This capability helped unlock a key regulatory reversal earlier this year: the end of a 52-year U.S. ban on civilian supersonic flight. Scholl said Boom demonstrated its solution, then moved quickly in Washington to secure bipartisan support. “From our first supersonic flight in February to regulatory approval in June, it took just 115 days,” he noted.
Skeptics — including Air France’s CEO — argue that supersonic travel is simply too costly and complex to ever scale. Scholl countered that such views rely on outdated assumptions.
Concorde, he said, was a Cold War prestige project that never prioritized commercial viability. Boom’s Overture aircraft, by contrast, is being co-developed with airlines like United, American, and Japan Airlines, which have already placed pre-orders.
With round-trip fares projected around $3,500 across the Atlantic, Boom is positioning its service squarely in the business-class segment. Early flights, however, could command far higher prices given limited supply and a vastly improved onboard product.

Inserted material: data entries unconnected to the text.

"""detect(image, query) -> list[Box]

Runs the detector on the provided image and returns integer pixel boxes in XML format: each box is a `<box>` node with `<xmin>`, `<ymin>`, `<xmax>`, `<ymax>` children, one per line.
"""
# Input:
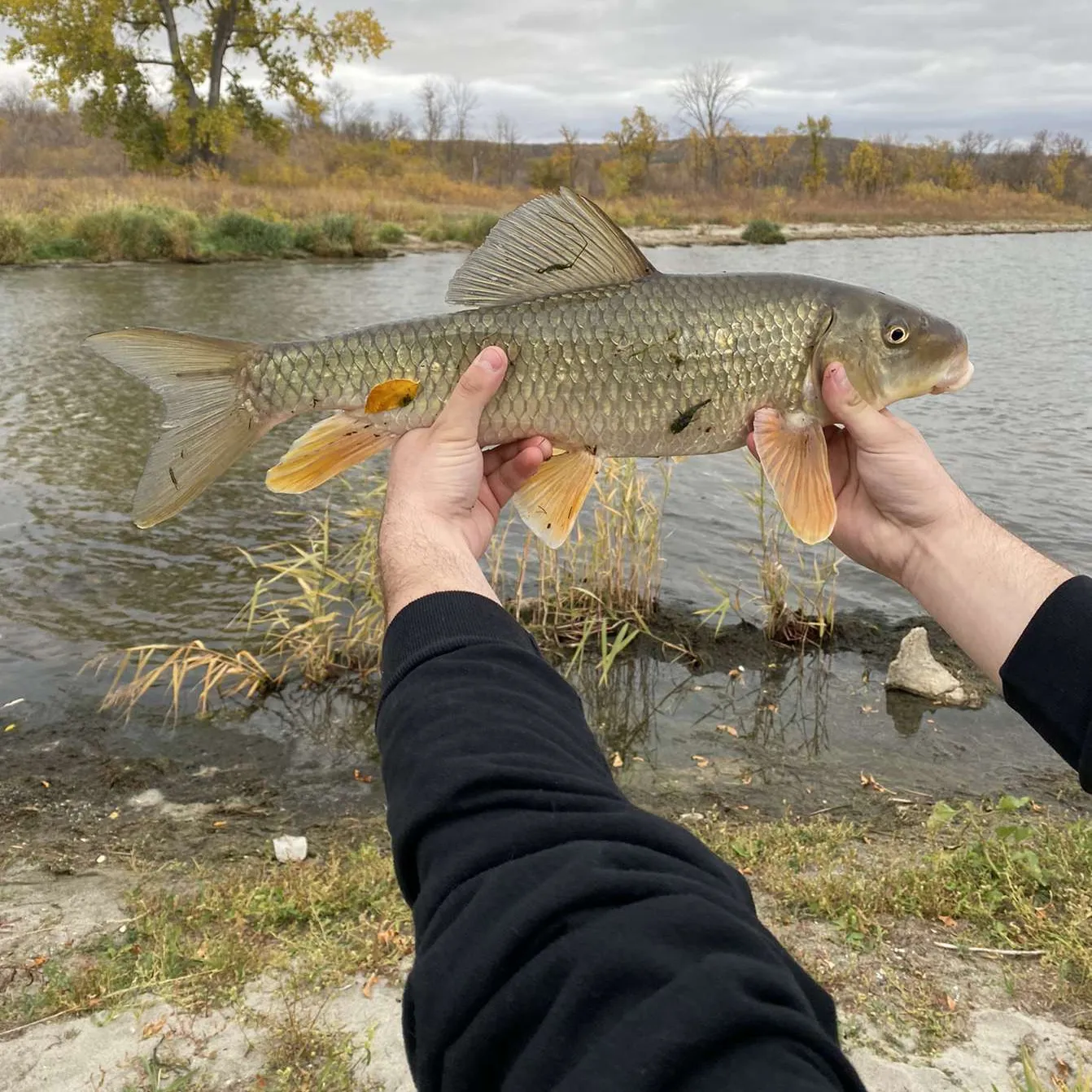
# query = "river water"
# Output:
<box><xmin>0</xmin><ymin>234</ymin><xmax>1092</xmax><ymax>803</ymax></box>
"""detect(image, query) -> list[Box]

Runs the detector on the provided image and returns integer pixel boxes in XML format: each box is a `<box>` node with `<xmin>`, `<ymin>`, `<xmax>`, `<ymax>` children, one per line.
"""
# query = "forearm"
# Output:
<box><xmin>902</xmin><ymin>497</ymin><xmax>1072</xmax><ymax>680</ymax></box>
<box><xmin>379</xmin><ymin>518</ymin><xmax>499</xmax><ymax>625</ymax></box>
<box><xmin>377</xmin><ymin>595</ymin><xmax>859</xmax><ymax>1092</ymax></box>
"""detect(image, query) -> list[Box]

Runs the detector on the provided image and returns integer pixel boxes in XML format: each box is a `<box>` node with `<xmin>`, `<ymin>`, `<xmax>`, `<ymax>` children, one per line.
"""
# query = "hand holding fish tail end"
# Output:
<box><xmin>380</xmin><ymin>347</ymin><xmax>552</xmax><ymax>620</ymax></box>
<box><xmin>823</xmin><ymin>364</ymin><xmax>973</xmax><ymax>585</ymax></box>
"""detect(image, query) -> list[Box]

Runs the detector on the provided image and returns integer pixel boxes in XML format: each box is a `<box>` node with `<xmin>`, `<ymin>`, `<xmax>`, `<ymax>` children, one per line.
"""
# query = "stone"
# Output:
<box><xmin>273</xmin><ymin>834</ymin><xmax>307</xmax><ymax>865</ymax></box>
<box><xmin>884</xmin><ymin>626</ymin><xmax>972</xmax><ymax>705</ymax></box>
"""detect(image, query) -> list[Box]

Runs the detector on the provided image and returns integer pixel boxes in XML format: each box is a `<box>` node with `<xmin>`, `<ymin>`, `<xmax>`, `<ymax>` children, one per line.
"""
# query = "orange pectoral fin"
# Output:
<box><xmin>265</xmin><ymin>413</ymin><xmax>394</xmax><ymax>492</ymax></box>
<box><xmin>754</xmin><ymin>409</ymin><xmax>837</xmax><ymax>546</ymax></box>
<box><xmin>514</xmin><ymin>450</ymin><xmax>600</xmax><ymax>549</ymax></box>
<box><xmin>364</xmin><ymin>379</ymin><xmax>421</xmax><ymax>413</ymax></box>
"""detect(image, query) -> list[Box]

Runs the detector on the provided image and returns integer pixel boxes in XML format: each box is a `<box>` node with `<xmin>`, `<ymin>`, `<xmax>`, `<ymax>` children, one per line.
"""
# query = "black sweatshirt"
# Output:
<box><xmin>378</xmin><ymin>578</ymin><xmax>1092</xmax><ymax>1092</ymax></box>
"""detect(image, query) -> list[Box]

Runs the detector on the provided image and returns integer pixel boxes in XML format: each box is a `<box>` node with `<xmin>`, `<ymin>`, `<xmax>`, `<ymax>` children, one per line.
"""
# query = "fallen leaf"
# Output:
<box><xmin>140</xmin><ymin>1016</ymin><xmax>167</xmax><ymax>1038</ymax></box>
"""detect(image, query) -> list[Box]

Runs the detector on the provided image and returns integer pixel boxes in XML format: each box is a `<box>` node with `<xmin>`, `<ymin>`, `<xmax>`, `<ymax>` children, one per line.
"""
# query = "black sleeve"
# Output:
<box><xmin>377</xmin><ymin>593</ymin><xmax>862</xmax><ymax>1092</ymax></box>
<box><xmin>1002</xmin><ymin>577</ymin><xmax>1092</xmax><ymax>793</ymax></box>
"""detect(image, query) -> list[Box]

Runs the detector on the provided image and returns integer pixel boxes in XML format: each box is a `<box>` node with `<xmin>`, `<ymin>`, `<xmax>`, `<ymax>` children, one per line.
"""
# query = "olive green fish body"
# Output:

If Boom succeeds, the implications extend far beyond aviation. Scholl drew historical parallels to the jet age of the 1960s, which opened Hawaii to mass tourism, transformed professional sports schedules, and even enabled Nike’s global rise. Supersonic, he argued, could spark similar second-order shifts in destinations, culture, and commerce.
“We’re not smart enough to predict every effect,” Scholl said. “But one thing we can be sure of is it will mean more travel and more cultural connection.”

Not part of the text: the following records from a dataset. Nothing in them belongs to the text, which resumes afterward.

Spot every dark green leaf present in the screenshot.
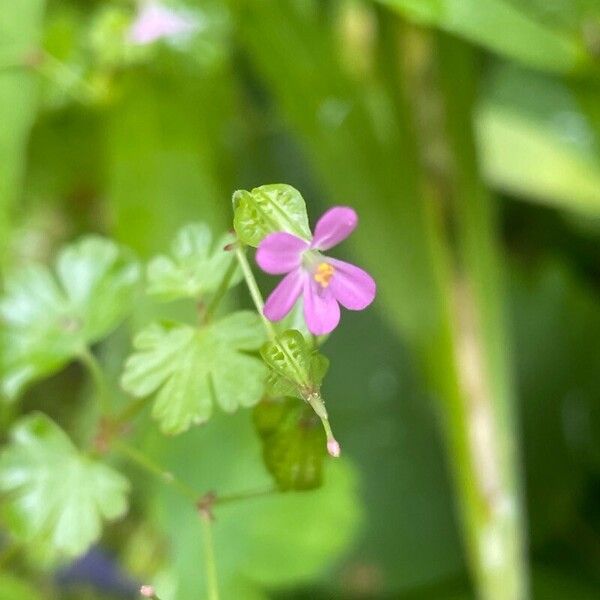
[233,184,312,247]
[0,236,140,398]
[0,413,129,556]
[122,311,267,434]
[148,223,241,300]
[254,398,326,491]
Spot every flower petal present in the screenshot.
[304,277,340,335]
[327,258,377,310]
[256,231,308,275]
[311,206,358,250]
[263,269,306,321]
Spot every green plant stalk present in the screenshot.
[436,33,528,600]
[112,440,200,504]
[235,243,277,341]
[204,256,238,321]
[79,346,110,415]
[200,511,219,600]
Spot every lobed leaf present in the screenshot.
[0,236,140,398]
[233,183,312,247]
[0,413,129,557]
[253,398,326,491]
[147,223,241,300]
[122,311,267,434]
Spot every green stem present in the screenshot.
[79,346,110,415]
[437,34,528,600]
[32,51,98,104]
[110,397,149,430]
[235,243,277,341]
[213,486,279,506]
[200,511,219,600]
[203,256,238,322]
[112,440,200,504]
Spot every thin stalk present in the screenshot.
[112,440,200,504]
[212,486,279,506]
[110,397,149,429]
[79,346,110,415]
[235,244,277,341]
[204,256,238,322]
[437,34,528,600]
[200,511,219,600]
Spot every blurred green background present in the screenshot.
[0,0,600,600]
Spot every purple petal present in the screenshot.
[311,206,358,250]
[327,258,377,310]
[256,231,308,275]
[129,2,198,44]
[304,277,340,335]
[263,269,306,321]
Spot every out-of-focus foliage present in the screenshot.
[0,0,600,600]
[0,236,140,398]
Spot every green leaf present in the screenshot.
[380,0,593,72]
[233,183,312,247]
[0,0,45,263]
[0,413,129,557]
[148,223,241,300]
[148,412,361,600]
[0,236,140,398]
[122,311,267,434]
[260,329,311,388]
[253,398,326,491]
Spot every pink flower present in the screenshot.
[256,206,376,335]
[129,1,198,44]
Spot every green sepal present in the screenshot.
[260,329,329,399]
[0,235,141,399]
[0,413,129,559]
[253,398,325,491]
[233,183,312,248]
[121,311,267,435]
[147,223,242,301]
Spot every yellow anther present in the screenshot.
[313,263,335,288]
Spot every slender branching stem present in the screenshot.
[203,256,238,322]
[235,244,277,340]
[79,346,110,415]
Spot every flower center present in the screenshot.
[313,263,335,288]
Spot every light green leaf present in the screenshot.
[148,223,241,300]
[0,413,129,557]
[148,412,361,600]
[476,65,600,214]
[122,311,267,434]
[0,573,41,600]
[260,329,311,388]
[380,0,593,72]
[0,236,140,398]
[0,0,45,263]
[233,183,312,247]
[253,398,326,491]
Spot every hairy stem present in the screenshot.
[113,440,200,504]
[235,244,277,341]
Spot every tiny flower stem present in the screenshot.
[235,244,277,341]
[203,257,238,322]
[113,440,199,503]
[200,511,219,600]
[79,346,110,415]
[306,393,341,458]
[111,397,149,427]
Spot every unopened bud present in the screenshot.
[327,438,342,458]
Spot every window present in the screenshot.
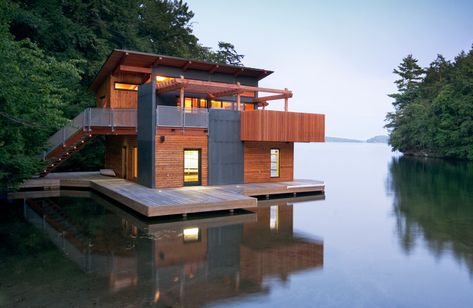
[210,100,222,108]
[245,104,255,110]
[115,82,138,91]
[222,102,233,109]
[133,147,138,179]
[199,98,207,108]
[269,205,279,230]
[184,149,201,186]
[270,149,279,178]
[156,76,172,82]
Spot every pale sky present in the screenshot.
[187,0,473,139]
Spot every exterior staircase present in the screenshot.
[40,108,137,176]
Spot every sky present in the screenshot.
[187,0,473,139]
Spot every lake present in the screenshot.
[0,143,473,307]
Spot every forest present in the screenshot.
[0,0,243,191]
[386,49,473,160]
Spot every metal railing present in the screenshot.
[156,106,209,128]
[43,108,137,158]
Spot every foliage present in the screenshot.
[386,49,473,160]
[0,0,243,187]
[0,3,80,188]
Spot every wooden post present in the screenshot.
[179,87,185,127]
[237,82,241,111]
[284,88,289,112]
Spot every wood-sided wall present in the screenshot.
[240,110,325,142]
[243,141,294,183]
[95,73,143,109]
[105,135,138,182]
[155,130,208,188]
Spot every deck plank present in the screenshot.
[12,172,325,217]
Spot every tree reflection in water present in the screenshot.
[1,192,324,306]
[387,156,473,275]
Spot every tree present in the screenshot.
[386,50,473,160]
[0,2,80,190]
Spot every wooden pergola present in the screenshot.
[156,76,292,111]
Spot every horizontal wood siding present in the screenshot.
[243,142,294,183]
[95,76,111,108]
[240,110,325,142]
[109,73,143,109]
[105,136,138,182]
[156,134,208,188]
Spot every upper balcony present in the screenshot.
[240,110,325,142]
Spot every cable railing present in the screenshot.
[156,106,209,128]
[43,108,137,157]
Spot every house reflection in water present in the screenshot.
[25,192,323,306]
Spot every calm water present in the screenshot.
[0,143,473,307]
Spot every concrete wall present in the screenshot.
[208,109,244,185]
[138,83,156,188]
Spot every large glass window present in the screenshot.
[184,149,200,185]
[115,82,138,91]
[270,149,279,178]
[133,147,138,178]
[222,102,233,109]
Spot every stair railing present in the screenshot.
[43,108,137,159]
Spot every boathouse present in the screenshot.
[42,50,325,188]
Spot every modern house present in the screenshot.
[43,50,325,188]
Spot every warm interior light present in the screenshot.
[269,205,279,230]
[154,289,161,303]
[156,76,172,82]
[115,82,138,91]
[183,228,199,242]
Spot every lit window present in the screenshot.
[245,104,255,110]
[222,102,233,109]
[184,97,192,109]
[210,100,222,108]
[133,147,138,178]
[156,76,173,82]
[182,228,200,242]
[271,149,279,178]
[115,82,138,91]
[269,205,279,230]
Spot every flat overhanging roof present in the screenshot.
[156,78,292,103]
[90,49,273,91]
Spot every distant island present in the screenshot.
[325,135,389,143]
[366,135,389,143]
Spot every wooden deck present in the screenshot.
[10,172,325,217]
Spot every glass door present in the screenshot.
[184,149,201,186]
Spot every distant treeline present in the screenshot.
[0,0,243,191]
[386,49,473,160]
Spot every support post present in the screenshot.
[89,108,92,132]
[284,88,289,112]
[179,76,185,127]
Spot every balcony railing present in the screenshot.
[240,110,325,142]
[156,106,209,128]
[44,108,137,155]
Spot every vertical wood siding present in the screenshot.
[105,136,138,182]
[156,131,208,188]
[243,142,294,183]
[240,110,325,142]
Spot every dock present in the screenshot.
[9,172,325,217]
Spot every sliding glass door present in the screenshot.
[184,149,202,186]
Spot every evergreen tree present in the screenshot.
[0,2,80,190]
[386,50,473,160]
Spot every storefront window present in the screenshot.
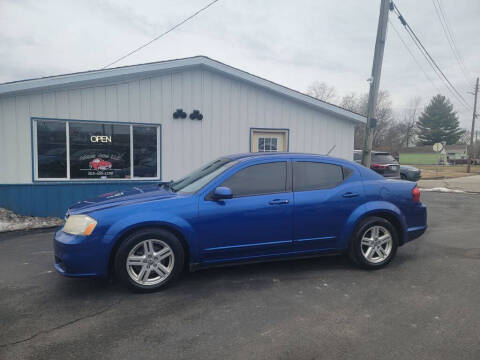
[133,126,157,177]
[35,119,159,180]
[69,122,130,179]
[37,121,67,179]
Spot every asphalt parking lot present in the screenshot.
[0,193,480,360]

Boom expects to roll its first Overture passenger jet out of the hangar in 2027, fly it in 2028, and carry travelers by the end of 2029. The company is also working on next-generation engines designed to achieve supersonic speeds without the noisy and inefficient afterburners that hampered Concorde.
For now, Scholl is betting that speed will once again reshape how — and how often — people travel. “Boom can be a bigger company than Boeing,” he said. “The demand is there. The only question is execution.”